Novidade que, correspondendo à intensificação e densificação dessa ofensiva e das suas consequências no plano ideológico, tem o mérito de desmontar uma das mais habilidosas mistificações que se tem procurado semear: a de que o programa de exploração e retrocesso social imposto ao País e aos trabalhadores é, de facto, projecto comum do grande capital e dos seus representantes internos e externos e não uma qualquer relação de imposição/subordinação, com o propósito de assim culpabilizar uns e inocentar outros.
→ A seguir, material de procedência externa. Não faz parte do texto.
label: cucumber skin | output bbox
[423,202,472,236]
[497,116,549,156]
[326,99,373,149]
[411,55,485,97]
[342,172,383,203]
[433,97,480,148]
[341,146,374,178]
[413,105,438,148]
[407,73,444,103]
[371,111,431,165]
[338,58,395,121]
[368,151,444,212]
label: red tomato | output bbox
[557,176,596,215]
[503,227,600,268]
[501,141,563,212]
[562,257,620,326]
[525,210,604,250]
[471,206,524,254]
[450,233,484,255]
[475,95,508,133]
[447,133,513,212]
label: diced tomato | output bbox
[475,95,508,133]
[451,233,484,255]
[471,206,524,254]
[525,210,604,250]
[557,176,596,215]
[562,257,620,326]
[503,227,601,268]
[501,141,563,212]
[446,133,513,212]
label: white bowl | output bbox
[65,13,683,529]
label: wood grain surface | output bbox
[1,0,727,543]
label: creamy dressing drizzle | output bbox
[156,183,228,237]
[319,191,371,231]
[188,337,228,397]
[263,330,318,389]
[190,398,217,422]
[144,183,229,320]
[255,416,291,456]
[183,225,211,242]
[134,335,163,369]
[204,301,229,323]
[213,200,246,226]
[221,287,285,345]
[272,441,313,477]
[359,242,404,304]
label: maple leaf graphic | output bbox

Evidenciação tão mais importante quanto na fase actual de concretização do pacto de agressão emerge uma das mais falsas e cínicas proclamações feita pelos responsáveis do trajecto de alienação da soberania nacional: a de que a agenda de destruição da vida do País e dos portugueses estaria construída em nome de «libertar» o País da condição de «protectorado». Proclamação essa acompanhada do cortejo de argumentário ideológico que lhe dá suporte e a potencia, e que conhece na repetição exaustiva de que «os sacrifícios estão a valer a pena», que «não podemos deitar agora tudo a perder» ou que «os sinais de viragem aí estão para desmentir a espiral recessiva», fundamentos para sustentar, por um lado, os apelos à aceitação passiva e resignada de novos roubos e para justificar, por outro lado e em simultâneo, novas medidas de assalto às condições de vida do povo.
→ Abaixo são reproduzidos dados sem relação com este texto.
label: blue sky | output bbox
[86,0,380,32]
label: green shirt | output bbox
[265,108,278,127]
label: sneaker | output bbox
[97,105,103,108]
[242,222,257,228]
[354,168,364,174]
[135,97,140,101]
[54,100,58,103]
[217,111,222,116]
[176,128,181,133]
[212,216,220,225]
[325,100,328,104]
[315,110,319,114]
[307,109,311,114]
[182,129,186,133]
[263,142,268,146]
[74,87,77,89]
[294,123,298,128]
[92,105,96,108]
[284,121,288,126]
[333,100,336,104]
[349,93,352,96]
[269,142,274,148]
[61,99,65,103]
Quebrar as amarras da dependência
Pode dizer-se que no antes, no presente e no que se ambiciona projectar para o futuro a operação ideológica em curso, baseada em dois pretextos – o da alegada necessidade de assistência financeira, primeiro, e agora o da criação de condições para o País dela não necessitar –, visa concretizar o objectivo, único e essencial, mas sempre escondido que está presente na acção do Governo, do capital transnacional e das entidades que lhe dão suporte: responder à crise estrutural do capitalismo com a acentuação da exploração do trabalho, o rebaixamento das condições de vida dos povos e a liquidação de direitos sociais, num processo de retrocesso democrático e civilizacional.
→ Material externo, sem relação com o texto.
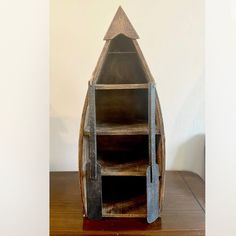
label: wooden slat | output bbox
[108,51,136,54]
[91,40,111,83]
[95,84,148,90]
[99,159,147,176]
[84,122,160,136]
[132,40,155,83]
[102,194,146,217]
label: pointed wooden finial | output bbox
[104,6,139,40]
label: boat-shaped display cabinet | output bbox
[79,6,165,223]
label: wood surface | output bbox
[108,52,136,54]
[95,83,148,90]
[95,89,148,123]
[50,171,205,236]
[103,6,139,40]
[84,122,160,135]
[99,158,147,176]
[97,52,147,84]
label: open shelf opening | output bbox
[102,176,147,216]
[97,35,147,84]
[108,34,136,52]
[97,135,149,176]
[96,89,148,125]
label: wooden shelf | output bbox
[84,122,160,135]
[99,159,147,176]
[108,51,136,54]
[102,194,146,217]
[95,84,148,90]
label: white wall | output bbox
[50,0,204,178]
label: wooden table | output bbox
[50,171,205,235]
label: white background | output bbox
[50,0,205,178]
[0,0,236,235]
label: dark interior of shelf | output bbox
[96,89,148,124]
[97,135,149,164]
[108,34,136,52]
[97,34,147,84]
[97,135,160,169]
[102,176,146,215]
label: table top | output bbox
[50,171,205,236]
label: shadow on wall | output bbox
[173,134,205,180]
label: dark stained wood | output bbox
[104,6,139,40]
[50,171,205,235]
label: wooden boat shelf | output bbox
[79,6,165,223]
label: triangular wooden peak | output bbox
[92,6,154,85]
[104,6,139,40]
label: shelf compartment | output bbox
[96,89,148,124]
[108,34,136,53]
[97,35,146,84]
[97,53,147,84]
[102,176,147,217]
[97,135,149,176]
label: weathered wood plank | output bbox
[95,83,148,90]
[86,84,102,219]
[84,122,160,136]
[99,159,147,176]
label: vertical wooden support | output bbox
[89,83,97,179]
[86,82,102,219]
[146,83,160,223]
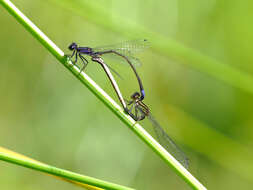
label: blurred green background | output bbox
[1,0,253,189]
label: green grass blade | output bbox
[0,147,119,190]
[0,151,133,190]
[0,0,207,189]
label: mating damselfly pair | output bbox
[67,39,189,169]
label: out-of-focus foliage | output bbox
[1,0,253,189]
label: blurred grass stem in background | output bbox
[0,149,133,190]
[0,147,130,190]
[0,0,206,189]
[55,0,253,96]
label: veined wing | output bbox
[103,61,123,79]
[98,53,142,67]
[93,39,149,67]
[93,39,149,56]
[146,112,189,169]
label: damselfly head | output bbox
[131,92,141,100]
[68,42,77,50]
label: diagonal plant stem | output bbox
[0,147,115,190]
[0,150,133,190]
[0,0,207,189]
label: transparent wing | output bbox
[103,61,123,79]
[92,57,123,80]
[127,55,142,67]
[98,53,142,67]
[93,39,149,55]
[146,112,189,169]
[93,39,148,67]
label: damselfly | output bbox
[68,39,148,100]
[126,92,189,169]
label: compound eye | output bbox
[131,92,140,99]
[68,43,76,50]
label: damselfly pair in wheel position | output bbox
[67,39,189,168]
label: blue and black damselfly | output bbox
[68,39,148,101]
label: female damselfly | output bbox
[125,92,189,168]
No «antes», coroado com a subscrição do actual pacto de agressão edificado a partir dos andaimes deixados pelos PEC dos governos PS, com a intolerável chantagem ideológica e de manipulação do medo de que o espantalho da bancarrota ou as exigências dos «credores» são peças maiores. No «presente», desde então percorrido, primeiro, com a massificação ideológica destinada a convencer que o «ajustamento ou consolidação orçamental» decorria de um país a viver «acima das possibilidades», de «direitos a mais» remetidos para a configuração do Estado e as funções constitucionais de que está incumbido; e agora, com a intensa campanha em torno dos «consensos nacionais e da paz social» ou da declaração de guerra à Constituição por via do questionamento do papel fiscalizador do Tribunal Constitucional, apresentados como condição do chamado «regresso aos mercados» em Junho de 2014 (iludindo que solenemente o haviam anunciado para Setembro passado). Tudo, no antes e no agora, para assegurar as condições para poderem perpetuar com os mesmos ou outros instrumentos, os mesmos ou outros parceiros de quadrilha, o processo de saque aos salários e rendimentos dos trabalhadores e de extorsão dos recursos e soberania nacionais.
O que no futuro próximo se coloca é a afirmação e comprovação de que não há nem quebra das amarras da dependência a que nos querem condenar, nem possibilidades de um desenvolvimento soberano ao serviço da elevação das condições de vida, sem uma ruptura com a política de direita, não limitada à inadiável exigência da demissão do Governo, mas também da ruptura com o processo de integração capitalista europeu onde já moram (com o apoio e aplauso de PSD, CDS e PS) todos os instrumentos necessários ao prolongamento do declínio económico e retrocesso social que o País amargamente conhece e rejeita. Com a segura certeza de que será nos trabalhadores e no povo português e na sua luta que residirá essa afirmação de dignidade nacional.